Managing IBM Cloud Activity Tracker hosted event search targets
You can manage IBM Cloud® Activity Tracker Event Routing hosted event search targets in your account by using the IBM Cloud Activity Tracker Event Routing CLI, the IBM Cloud Activity Tracker Event Routing REST API, and Terraform scripts. A target is a resource where you can collect auditing events.
For more information on IBM Cloud Activity Tracker Event Routing targets, see Targets.
IAM Access
You must grant users IAM permissions to manage targets. For more information, see Assign access to resources.
When you define a policy, you can indicate the scope of the permissions. You can choose from granting permissions for a specific region or for the entire account.
If you have the IAM permission to create policies and authorizations, you can grant only the level of access that you have as a user of the target service. For example, if you have viewer access for the target service, you can assign only the viewer role for the authorization.

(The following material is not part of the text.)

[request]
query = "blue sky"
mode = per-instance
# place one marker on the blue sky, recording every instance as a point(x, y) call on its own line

If you attempt to assign a higher permission such as administrator, it might appear that permission is granted, however, only the highest level permission you have for the target service, that is viewer, will be assigned.
Users with regional scope will be limited to access targets in their authorized region.
IAM action | IAM Policy scope | IAM Roles | Description |
---|---|---|---|
atracker.target.read |
Region | Administrator Editor Viewer Operator |
Read (view) information about a target |
atracker.target.create |
Region | Administrator Editor |
Create a target |
atracker.target.update |
Region | Administrator Editor |
Update a target |
atracker.target.delete |
Region | Administrator Editor |
Delete a target |
atracker.target.list |
Account | Administrator Editor Viewer Operator |
List all targets |
CLI prerequisites
Before you use the CLI to manage targets, complete the following steps:
-
Log in to IBM Cloud. Run the following command: ibmcloud login
Creating an IBM Cloud Activity Tracker hosted event search offering target using the CLI
Use this command to create an IBM Cloud Activity Tracker hosted event search offering target to be used to configure a destination for activity events.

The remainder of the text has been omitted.